Afterward, Andrews said he got into the car with his parents, and “I just immediately broke down, and I’ve never felt so hurt and alone in my life off of that word. It really tore me up for a while, and since then, the guy has at least tried to apologize to me. But that was just one of the times where I had faced something like that.”
Andrews also said, “I will never forget that aspect of what that pain and hurt felt like. So, it doesn’t overcrowd how high school was for me, but it’s something that I will never forget for the rest of my life. But that was the first time I have ever been called that to my face. So, that was a really, really, traumatic experience that did kind of overcast what high school was like in Boone for me.”
The protest is not only for him and what he experienced, but for others, and so they don’t have to go through the same experiences, Andrews said.
Andrews also said despite the incident, “The people that I met at Watauga were some of the greatest people I have ever met in my life. And I think that will always overlook everything and the hate. I’ll always take that loving aspect with me.”
“I’m really just trying to see the whole town come together in loving, peaceful lines and spreading more love and peace throughout the community,” Andrews said.
During the organization of the event, Andrews said he also talked to the Town of Boone and the Boone Police Department.

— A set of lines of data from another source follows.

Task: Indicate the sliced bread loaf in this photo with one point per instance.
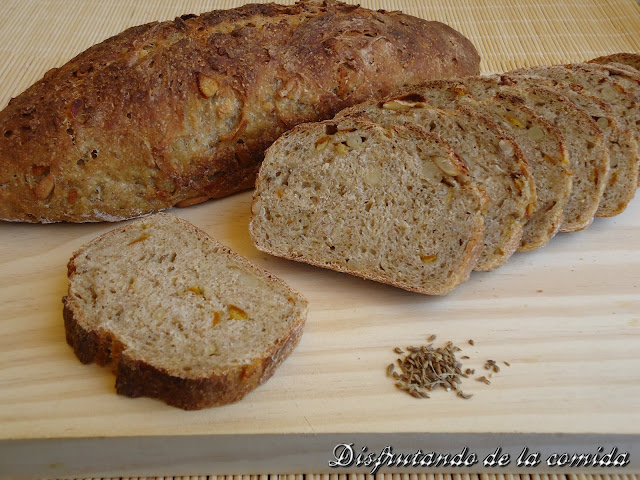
(542, 144)
(179, 316)
(629, 59)
(395, 205)
(585, 142)
(620, 143)
(495, 161)
(598, 84)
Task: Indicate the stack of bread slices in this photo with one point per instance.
(424, 186)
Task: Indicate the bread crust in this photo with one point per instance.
(177, 112)
(625, 58)
(467, 257)
(137, 378)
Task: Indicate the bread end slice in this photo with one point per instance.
(394, 205)
(178, 316)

Andrews said Andy Le Beau, interim police chief of Boone Police Department, personally called him and said that the Appalachian State University and Boone police departments will be providing water for walkers in the beginning, middle and end of the walk.

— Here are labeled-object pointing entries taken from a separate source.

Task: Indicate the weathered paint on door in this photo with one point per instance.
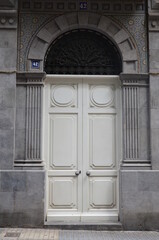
(81, 135)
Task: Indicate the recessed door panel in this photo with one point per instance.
(63, 192)
(102, 141)
(81, 148)
(102, 192)
(63, 141)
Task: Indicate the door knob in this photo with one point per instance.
(88, 173)
(78, 172)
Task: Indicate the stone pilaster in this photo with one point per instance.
(29, 120)
(8, 64)
(154, 79)
(135, 95)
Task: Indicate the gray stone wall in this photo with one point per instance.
(139, 189)
(8, 53)
(21, 192)
(139, 199)
(22, 198)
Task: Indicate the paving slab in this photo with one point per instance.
(55, 234)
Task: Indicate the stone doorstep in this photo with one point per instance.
(109, 226)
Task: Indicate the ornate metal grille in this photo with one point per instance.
(83, 52)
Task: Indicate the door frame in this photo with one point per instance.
(45, 119)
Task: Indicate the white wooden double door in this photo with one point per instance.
(81, 129)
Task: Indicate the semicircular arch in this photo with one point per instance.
(71, 21)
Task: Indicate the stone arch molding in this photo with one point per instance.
(102, 24)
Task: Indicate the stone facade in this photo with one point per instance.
(27, 28)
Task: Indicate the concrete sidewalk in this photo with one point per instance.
(47, 234)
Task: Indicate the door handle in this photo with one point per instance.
(78, 172)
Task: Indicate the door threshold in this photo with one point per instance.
(92, 226)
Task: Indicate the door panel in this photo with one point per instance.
(102, 141)
(81, 143)
(99, 189)
(63, 192)
(99, 149)
(63, 141)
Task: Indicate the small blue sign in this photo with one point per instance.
(35, 64)
(83, 5)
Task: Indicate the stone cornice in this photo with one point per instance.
(8, 4)
(8, 19)
(29, 78)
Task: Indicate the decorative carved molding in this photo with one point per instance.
(131, 112)
(104, 6)
(72, 21)
(34, 83)
(155, 4)
(83, 52)
(30, 78)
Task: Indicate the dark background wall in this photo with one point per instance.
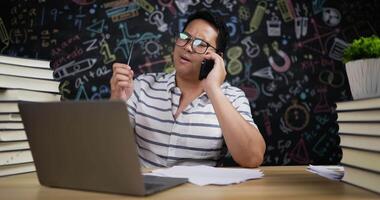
(285, 54)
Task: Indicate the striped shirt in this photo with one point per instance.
(193, 138)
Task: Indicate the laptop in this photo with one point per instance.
(88, 145)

In the protest that took place May 31, Boone Police Department marched in the back of the group.
“I told him that it would be a very, very powerful message that if either him or a couple of his officers just walked in the very front, next to me,” Andrews said. “(Le Beau) said that he would love to walk shoulder-to-shoulder with me down King Street, which is just an amazing message that will be sent throughout Boone and even honestly, the world. It can be a ripple effect of the love and unifying time that we are all standing together.”
Boone Police Department will also be doing traffic control. Depending on the number of individuals in attendance, traffic may be diverted on King Street. However, the plan is to walk on the sidewalks.

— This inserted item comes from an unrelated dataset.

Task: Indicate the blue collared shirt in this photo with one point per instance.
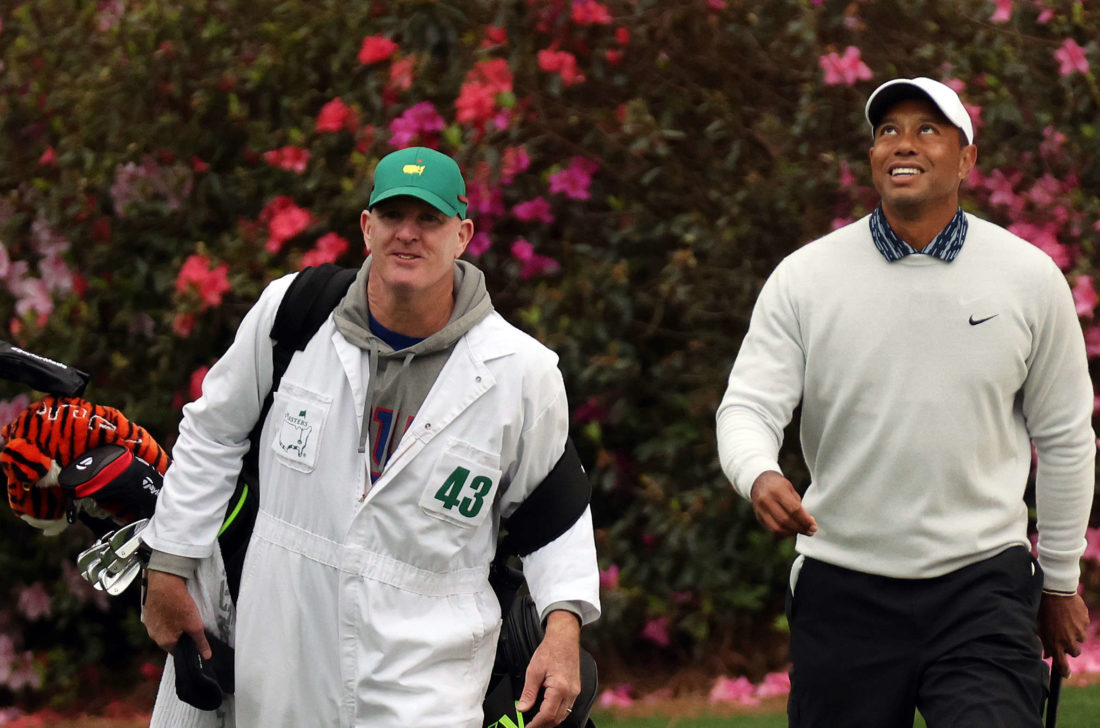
(945, 245)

“We believe (the protesting) is something that needs to be addressed and seen,” Le Beau said. “We support them in raising awareness and attention to the issue, and we intend to do that.”
Le Beau also said, “We don’t want this event to be about the Boone Police Department. We want it to be about what Raheim is bringing to the forefront. And that’s the lack of justice, particularly what happened to George Floyd and the bigger issue of injustice in America.”
Andrews said based on the volume of people who have shared and liked his post regarding the event on Facebook and reached out to him, he thinks it’s going to be a good turnout. Andrews said he recommends individuals who wish to participate to arrive around 4:30 p.m. to get a parking spot and to be prepared to walk around 5 p.m.
“In the last protest, we really believe that the points that the protesters were making were well received by not only the whole community, but by law enforcement in general because they were passionate,” Le Beau said. “There was no violence; nobody damaged property. And I think our community respects that and appreciates that … (Raheim) certainly invited us, and we’re happy to walk along with him and show support for this cause, and we hope that it’s another positive event for the town of Boone.”